The Polytope Formalism for Constitutional Isomerism and Isomerization

The principles of the Polytope Formalism as developed for stereoisomerism can also be applied to constitutional isomerism reflecting a deep connection between the two and thereby opening the way for describing all isomerism including nuclearspin isomerism. Further, the conceptual framework and methodology can accommodate other discrete molecular-state aspects not typically considered “isomerism”, such as rovibrational and electronic states. The formalism thus provides a universal framework for the abstract description of chemical entities, their naming, and digital representation. Of greater importance, by accommodating a multidimensional implementation of transition-state theory, the results of the formalism meaningfully describe the landscape of the associated chemical space. This provides a powerful and essential tool for its exploration. Novel features of the Polytope Formalism of constitutional isomerism are that it is based upon atom connectivity and the explicit inclusion of subvalent and hypervalent species.
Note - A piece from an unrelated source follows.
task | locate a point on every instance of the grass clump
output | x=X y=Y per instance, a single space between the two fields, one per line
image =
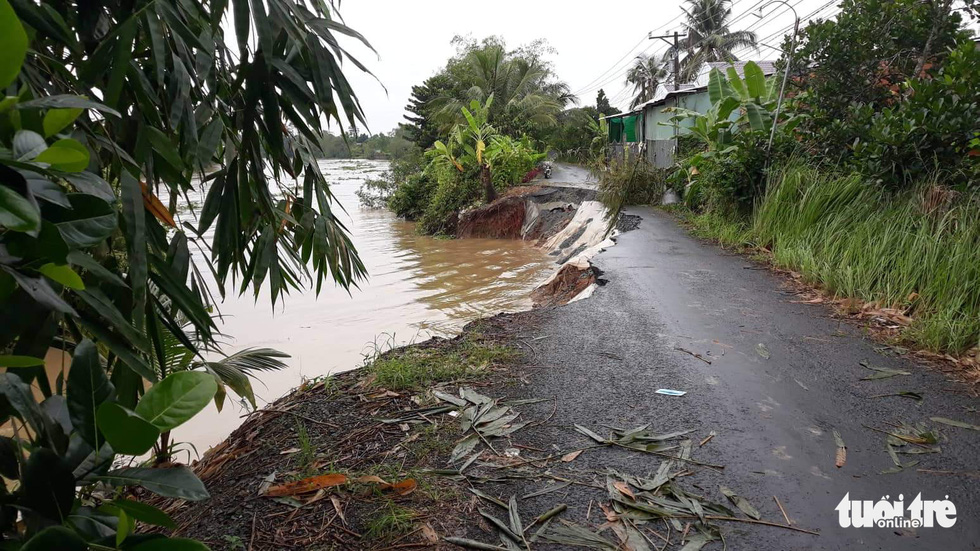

The resulting comprehensive sets of possible species include isomers and their related interconversion intermediates (transition states, higher-order saddle points, etc.) providing a powerful tool for elucidating isomerisation mechanisms. The networks of species and interconversion pathways map onto the corresponding potential-energy surfaces and thus represent an “encoding” of these surfaces. Implementation of the formalism is demonstrated through worked examples of H-tautomerism, illuminating applications more broadly.